Lisa Flack, director of financial aid for Quincy University, said if the rate reduction is allowed to expire and the subsidized rate returns to 6.8 percent, many college students nationwide will be affected.
"It will impact anybody that's taking out a loan for this upcoming year, but it won't impact their previous loans," she said.
Flack said the estimated $5,000 cost figure cited by AP likely applies to students who will pay back their loans over the customary 10-year period after graduating. But not every student follows the 10-year payback routine.
"If a student did more than the 10-year and went to a 15-year, you can imagine it would make quite a big difference" in their total loan cost, Flack said.
"We encourage students to borrow wisely -- to think about not just borrowing what they are eligible for, but to look at their needs and not their wants," she said.
"We encourage students to apply for outside scholarships and for scholarships within the school. We encourage them to find part-time jobs, either on campus or off campus, and to save."
Melanie Lechtenberg, dean of enrollment services and director of financial aid at JWCC, agrees a doubling of the subsidized student loan rate "would have a big impact" on many students.

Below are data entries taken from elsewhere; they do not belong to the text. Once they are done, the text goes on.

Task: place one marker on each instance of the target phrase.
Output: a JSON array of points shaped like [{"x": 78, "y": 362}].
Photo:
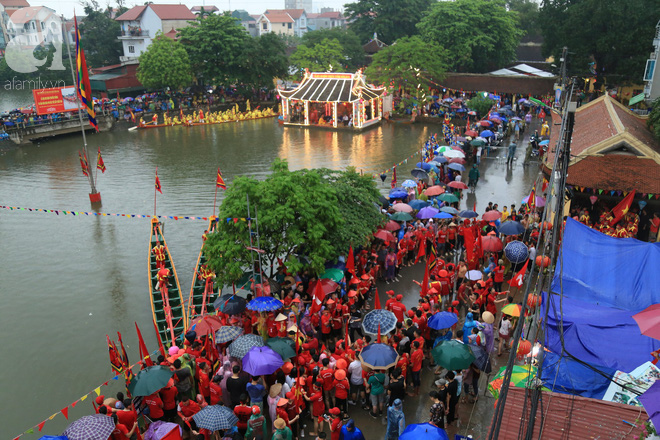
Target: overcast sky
[{"x": 67, "y": 7}]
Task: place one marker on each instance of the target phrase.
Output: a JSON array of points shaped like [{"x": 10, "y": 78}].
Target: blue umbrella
[
  {"x": 382, "y": 317},
  {"x": 511, "y": 228},
  {"x": 426, "y": 431},
  {"x": 442, "y": 320},
  {"x": 428, "y": 212},
  {"x": 264, "y": 304},
  {"x": 379, "y": 356}
]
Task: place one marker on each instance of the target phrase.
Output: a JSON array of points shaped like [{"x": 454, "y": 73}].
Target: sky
[{"x": 67, "y": 7}]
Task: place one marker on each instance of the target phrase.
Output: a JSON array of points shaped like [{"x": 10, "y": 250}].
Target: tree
[
  {"x": 321, "y": 57},
  {"x": 165, "y": 63},
  {"x": 615, "y": 34},
  {"x": 99, "y": 31},
  {"x": 480, "y": 35},
  {"x": 390, "y": 19},
  {"x": 215, "y": 45},
  {"x": 410, "y": 63},
  {"x": 352, "y": 50}
]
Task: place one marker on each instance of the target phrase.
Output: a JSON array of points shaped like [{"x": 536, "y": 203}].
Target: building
[
  {"x": 332, "y": 100},
  {"x": 140, "y": 24}
]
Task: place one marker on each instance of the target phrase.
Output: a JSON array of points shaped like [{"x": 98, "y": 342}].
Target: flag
[
  {"x": 82, "y": 82},
  {"x": 83, "y": 164},
  {"x": 158, "y": 187},
  {"x": 99, "y": 162},
  {"x": 622, "y": 208},
  {"x": 518, "y": 279},
  {"x": 219, "y": 181},
  {"x": 144, "y": 353}
]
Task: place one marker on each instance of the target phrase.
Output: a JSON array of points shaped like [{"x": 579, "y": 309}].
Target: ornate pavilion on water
[{"x": 333, "y": 100}]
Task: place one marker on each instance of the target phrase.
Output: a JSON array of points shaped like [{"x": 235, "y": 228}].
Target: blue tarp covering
[
  {"x": 598, "y": 335},
  {"x": 614, "y": 272},
  {"x": 565, "y": 375}
]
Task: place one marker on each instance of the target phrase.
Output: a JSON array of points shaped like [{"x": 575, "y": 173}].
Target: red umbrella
[
  {"x": 328, "y": 286},
  {"x": 490, "y": 243},
  {"x": 457, "y": 185},
  {"x": 384, "y": 235}
]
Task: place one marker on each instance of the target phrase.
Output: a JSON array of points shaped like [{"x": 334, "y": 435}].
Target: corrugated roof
[{"x": 566, "y": 417}]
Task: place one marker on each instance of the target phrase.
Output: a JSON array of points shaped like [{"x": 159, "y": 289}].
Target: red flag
[
  {"x": 219, "y": 181},
  {"x": 622, "y": 208},
  {"x": 144, "y": 353},
  {"x": 517, "y": 280},
  {"x": 350, "y": 264}
]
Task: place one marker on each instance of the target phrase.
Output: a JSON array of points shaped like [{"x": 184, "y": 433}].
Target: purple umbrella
[
  {"x": 428, "y": 212},
  {"x": 261, "y": 361}
]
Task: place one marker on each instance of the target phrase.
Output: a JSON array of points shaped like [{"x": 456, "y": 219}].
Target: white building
[{"x": 140, "y": 24}]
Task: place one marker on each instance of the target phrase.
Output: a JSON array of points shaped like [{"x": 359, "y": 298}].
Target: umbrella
[
  {"x": 243, "y": 344},
  {"x": 285, "y": 347},
  {"x": 149, "y": 380},
  {"x": 457, "y": 185},
  {"x": 435, "y": 190},
  {"x": 206, "y": 324},
  {"x": 94, "y": 427},
  {"x": 648, "y": 321},
  {"x": 512, "y": 309},
  {"x": 382, "y": 317},
  {"x": 511, "y": 228},
  {"x": 426, "y": 431},
  {"x": 230, "y": 304},
  {"x": 262, "y": 361},
  {"x": 402, "y": 207},
  {"x": 474, "y": 275},
  {"x": 442, "y": 320},
  {"x": 264, "y": 304},
  {"x": 453, "y": 355},
  {"x": 401, "y": 217},
  {"x": 428, "y": 212},
  {"x": 419, "y": 173},
  {"x": 337, "y": 275},
  {"x": 490, "y": 243},
  {"x": 215, "y": 418},
  {"x": 379, "y": 356},
  {"x": 227, "y": 333}
]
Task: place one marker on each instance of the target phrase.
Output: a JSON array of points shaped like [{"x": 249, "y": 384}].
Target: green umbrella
[
  {"x": 448, "y": 197},
  {"x": 285, "y": 347},
  {"x": 453, "y": 355},
  {"x": 149, "y": 380},
  {"x": 401, "y": 217},
  {"x": 333, "y": 274}
]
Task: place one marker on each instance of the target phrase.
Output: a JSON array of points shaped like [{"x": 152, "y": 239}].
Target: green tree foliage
[
  {"x": 165, "y": 63},
  {"x": 216, "y": 45},
  {"x": 351, "y": 48},
  {"x": 321, "y": 57},
  {"x": 390, "y": 19},
  {"x": 480, "y": 35},
  {"x": 411, "y": 63},
  {"x": 616, "y": 34},
  {"x": 99, "y": 32}
]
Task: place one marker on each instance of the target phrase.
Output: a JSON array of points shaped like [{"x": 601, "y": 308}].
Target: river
[{"x": 67, "y": 281}]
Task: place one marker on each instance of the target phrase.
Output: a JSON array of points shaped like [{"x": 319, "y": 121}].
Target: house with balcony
[{"x": 140, "y": 24}]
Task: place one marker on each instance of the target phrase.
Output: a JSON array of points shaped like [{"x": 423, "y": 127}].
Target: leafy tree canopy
[
  {"x": 615, "y": 34},
  {"x": 480, "y": 35},
  {"x": 165, "y": 63},
  {"x": 390, "y": 19},
  {"x": 411, "y": 63}
]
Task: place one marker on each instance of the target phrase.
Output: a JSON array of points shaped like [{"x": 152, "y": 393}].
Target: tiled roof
[{"x": 567, "y": 417}]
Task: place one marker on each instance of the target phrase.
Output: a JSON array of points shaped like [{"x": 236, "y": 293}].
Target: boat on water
[
  {"x": 164, "y": 289},
  {"x": 202, "y": 296}
]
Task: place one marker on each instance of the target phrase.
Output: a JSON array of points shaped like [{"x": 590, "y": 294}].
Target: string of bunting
[{"x": 106, "y": 214}]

"With the economy the way it is, we have lots of students who take out student loans," she said. "They're going to accumulate debt quicker."
McCollum, a 37-year-old Navy veteran, is a nontraditional student with a practical outlook on her long-range finances.
McCollum said she is purposely planning to accelerate her college education so she can get done quicker and pay off her loans sooner. That means packing in more courses over a shorter period of time -- like she did last summer when she took 11 credit hours of classes, which is the equivalent of taking 22 credits during a regular semester.
"Students are going to have to get smarter with time management. I mean, you can't wring more out of a dollar. And if Congress doesn't pass this (rate extension), students are going to have to figure out a way to do the most with what they have in however many hours a day," she said.
McCollum is already plotting a hectic schedule for next fall when she becomes a full-time WIU student. She plans to commute to Macomb by train three days a week and use the train ride as a study period. She also plans to take an additional science class at JWCC two days a week to help expedite her credits while holding down her costs.
Meanwhile, she will be striving to spend time with her 14-year-old son, a student at Quincy Junior High. She wants to be available whenever possible to help him with his homework.
"I have a significant amount of homework myself," she said.